Regarding John Bolton: A reply to Scott Johnson

In a post called “Jeff Sessions: The Open Questions,” Scott critiqued a post I wrote about the demonization of John Bolton. My post was called “It’s John Bolton’s turn.”

My post objected to the treatment by some conservatives of Sessions and Bolton. Scott discussed both ex-Trump administration officials. I replied to the portion of Scott’s post pertaining to Sessions here. Now, I will reply to the portion pertaining to Bolton.

If I read Scott’s post correctly, he questions whether Bolton has been demonized (or, if you prefer, vilified) at all. In an email to me, Scott said I was “arguing with shadows.”

This, though, is what President Trump had to say about Bolton in a tweet I quoted in my post:

For a guy who couldn’t get approved for the Ambassador to the U.N. years ago, couldn’t get approved for anything since, “begged” me for a non Senate approved job, which I gave him despite many saying “Don’t do it, sir,” takes the job, mistakenly says “Libyan Model” on T.V., and many more mistakes of judgement, gets fired because frankly, if I listened to him, we would be in World War Six by now, and goes out and IMMEDIATELY writes a nasty & untrue book. All Classified National Security. Who would do this?

Trump casts a giant shadow. Within two days of his attack tweet, conservative commentators were piling on.

Lou Dobbs called Bolton a RINO and a “tool” for radical Democrats and the “deep state.” Rodney Howard-Browne, a conservative pastor who has visited the White House to “lay hands” on Trump, lamented not physically assaulting Bolton when he had the chance. The pastor added that Jesus Christ would have “beat the crap out of” Bolton for disobeying President Donald Trump.

Rush Limbaugh referred to Bolton as “the next Christine Blasey Ford.”

It was these sorts of denunciations (and there were others) that I had in mind when I wrote my post.

I can’t tell from Scott’s email and his post whether he thinks Bolton should be attacked in harsh terms like those used by Trump. If he doesn’t, then we are in agreement on the main point I tried to make in my post.

It is clear that, at a minimum, Scott thinks Bolton was wrong to seek the publication of his memoir of service in the Trump administration before the upcoming election, and that doing so was a betrayal of trust. But that’s not the same thing as believing that Bolton should be denounced the way he was in Trump’s tweet and the attacks that followed.

As to whether Bolton should have sought publication of his book, Scott cited with approval an article by Bolton’s longtime friend and associate, Fred Fleitz. The article criticized Bolton’s decision but did not demonize Bolton. Scott deems Fleitz’s criticism of Bolton’s decision “unanswerable.”

I respect Fleitz (as I respect Bolton) and knew he had expressed this view. However, I don’t agree with it.

The public benefits from truthful accounts by former administration officials about the policies a current administration has employed or is employing. This is particularly true if a president isn’t telling the truth about his policies.
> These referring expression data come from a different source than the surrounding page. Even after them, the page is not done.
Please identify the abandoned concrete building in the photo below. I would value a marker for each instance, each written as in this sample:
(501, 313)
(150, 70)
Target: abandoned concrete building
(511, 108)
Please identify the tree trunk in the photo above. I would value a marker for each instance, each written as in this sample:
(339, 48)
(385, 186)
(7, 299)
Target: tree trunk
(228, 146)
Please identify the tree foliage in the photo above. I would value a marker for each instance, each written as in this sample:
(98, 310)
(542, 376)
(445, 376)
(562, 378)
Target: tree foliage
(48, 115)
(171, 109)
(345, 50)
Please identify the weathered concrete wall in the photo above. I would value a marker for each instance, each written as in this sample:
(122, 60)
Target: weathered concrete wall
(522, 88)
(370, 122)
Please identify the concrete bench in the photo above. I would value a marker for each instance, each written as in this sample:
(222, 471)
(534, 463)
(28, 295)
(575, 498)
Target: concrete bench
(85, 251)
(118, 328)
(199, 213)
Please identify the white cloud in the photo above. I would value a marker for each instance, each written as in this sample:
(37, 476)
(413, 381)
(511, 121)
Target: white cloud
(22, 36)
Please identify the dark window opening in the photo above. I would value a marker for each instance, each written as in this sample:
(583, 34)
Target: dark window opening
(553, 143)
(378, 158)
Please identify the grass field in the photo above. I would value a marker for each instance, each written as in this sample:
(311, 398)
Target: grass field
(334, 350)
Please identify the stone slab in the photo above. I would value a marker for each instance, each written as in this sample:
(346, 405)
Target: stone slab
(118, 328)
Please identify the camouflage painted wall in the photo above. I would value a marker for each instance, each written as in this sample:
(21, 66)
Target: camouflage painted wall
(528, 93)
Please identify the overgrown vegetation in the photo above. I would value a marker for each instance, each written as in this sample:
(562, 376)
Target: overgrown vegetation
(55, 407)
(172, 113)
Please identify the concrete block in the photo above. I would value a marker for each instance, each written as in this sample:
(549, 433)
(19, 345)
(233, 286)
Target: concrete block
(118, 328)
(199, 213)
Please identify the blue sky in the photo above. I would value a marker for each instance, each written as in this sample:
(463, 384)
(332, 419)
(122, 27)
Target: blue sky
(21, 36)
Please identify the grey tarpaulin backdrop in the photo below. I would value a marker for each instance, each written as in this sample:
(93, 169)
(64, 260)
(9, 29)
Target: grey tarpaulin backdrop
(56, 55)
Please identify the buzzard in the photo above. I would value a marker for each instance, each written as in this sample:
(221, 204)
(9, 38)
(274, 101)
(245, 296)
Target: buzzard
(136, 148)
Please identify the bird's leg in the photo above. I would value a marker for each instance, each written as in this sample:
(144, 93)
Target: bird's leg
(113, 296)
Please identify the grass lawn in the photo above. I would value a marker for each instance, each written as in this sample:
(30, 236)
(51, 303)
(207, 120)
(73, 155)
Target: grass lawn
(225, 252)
Suppose an ex-Obama administration official had written that, contrary to the White House’s claims, the president was orchestrating the IRS’s policy of withholding tax exempt status from conservative organizations. I wouldn’t criticize that ex-official for blowing the whistle, I would praise him or her.

In Bolton’s case, assuming that accounts of what he has written are true, the former national security advisor is contradicting Trump’s claims about the withholding (for a brief time) of aid to Ukraine. That issue – the matter of “quid pro quo” — was at the heart of the impeachment proceedings. It remains in dispute (though probably not in serious doubt). I think the public would benefit from Bolton’s first-hand account.

There is, to be sure, a potential downside to books like Bolton’s. Fleitz identifies it. Such insider accounts might deter future candid discussions between the president and members of his staff.

However, Bolton’s is not the first insider’s book about the Trump administration. There is The Briefing by Sean Spicer, Unhinged by Omarosa Manigault Newman, Team of Vipers by Cliff Sims, and A Warning, by an anonymous White House official. There has also been non-stop leaking about presidential conversations (which I don’t approve of).

These books weren’t written by members of Trump’s national security team. However, special procedures protect against the breaching of national security through books like Bolton’s.

Fleitz’s point wasn’t that Bolton’s book threatens national security. It was that it makes candid discussion less likely because the revelations might affect the next election. But the same is true, potentially, of revelations in the other books.

Yet the publication of these books does not appear to have deterred candid White House conversations. I gather, for example, that Trump and Bolton communicated candidly about key matters such as Ukraine policy. I gather, too, that extensive leaking in past administration hasn’t prevented candid White House conversations.

Even so, reasonable people can disagree with me as to whether the benefits of a book like Bolton outweigh the potential risks. I didn’t argue that Bolton should be immune from criticism for seeking to publish his book. My argument was that he shouldn’t be demonized.

I also wondered why President Trump has selected so many people for key positions whom he later found severely wanting and, in some cases, saw fit to demonize. I’m still wondering.